La foi authentique au dire de tous les mystiques dépasse le doute : il faut avoir douter pour atteindre le foi, c’est à dire l’adhésion fusionnelle et extatique avec l’absolu. Dans le foi le doute est aboli. Le doute renforce la foi dans la mesure même où il est dépassé dans et pas cette adhésion fusionnelle (on se renforce en s’opposant) à une vérité subjective devenu, par l’épreuve du doute, incontestable (sacré).

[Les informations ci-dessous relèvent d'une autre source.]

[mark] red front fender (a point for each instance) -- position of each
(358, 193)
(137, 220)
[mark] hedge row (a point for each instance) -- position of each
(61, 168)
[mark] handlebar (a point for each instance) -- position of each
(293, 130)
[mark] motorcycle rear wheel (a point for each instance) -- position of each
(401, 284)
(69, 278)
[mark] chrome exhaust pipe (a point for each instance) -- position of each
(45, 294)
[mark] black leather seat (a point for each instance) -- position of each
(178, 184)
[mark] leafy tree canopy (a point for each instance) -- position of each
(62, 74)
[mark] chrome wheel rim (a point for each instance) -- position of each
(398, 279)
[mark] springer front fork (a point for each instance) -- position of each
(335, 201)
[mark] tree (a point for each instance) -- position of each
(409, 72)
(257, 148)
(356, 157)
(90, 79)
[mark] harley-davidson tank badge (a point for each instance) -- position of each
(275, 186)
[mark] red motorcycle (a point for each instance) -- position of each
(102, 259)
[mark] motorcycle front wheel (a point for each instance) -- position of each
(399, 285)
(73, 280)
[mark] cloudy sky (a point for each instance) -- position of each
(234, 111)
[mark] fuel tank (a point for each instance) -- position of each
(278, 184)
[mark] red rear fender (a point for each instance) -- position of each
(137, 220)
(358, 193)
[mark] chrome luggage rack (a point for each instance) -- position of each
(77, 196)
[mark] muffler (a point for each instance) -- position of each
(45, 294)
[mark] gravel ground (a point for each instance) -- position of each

La raison s’oppose à la foi en cela qu’elle maintient toujours l’exigence critique et rationnelle comme essentielle à l’obtention d’une vérité relative en mouvement et qu’elle révoque l’idée même d’une vérité définitive et absolue. Elle refuse la révélation mystique de l’absolument vrai. ceci dit lorsque l’absolu est délivré par la révélation la raison peut se faire la servante de la foi, mais alors elle abandonne toute exigence critique vis-à-vis des dogmes de la foi (lire mes interventions antérieures). Sur la plan des dogmes la raison abandonne le terrain à la foi. C’est à dire abdique devant le mystère de la révélation (trinité immacilée conception etc...). Cette abdication ne peut être admise par un non-croyant, ni par un scientifique dans son travail scientifique ; la fait qu’un scientifique puisse par ailleurs être croyant veut dire qu’un homme, aussi rationnel soit-il dans le cadre de sa profession, ne l’est pas nécessairement toujours dans ses amours et en ce qui concerne le sens ultime qu’il donne à sa vie.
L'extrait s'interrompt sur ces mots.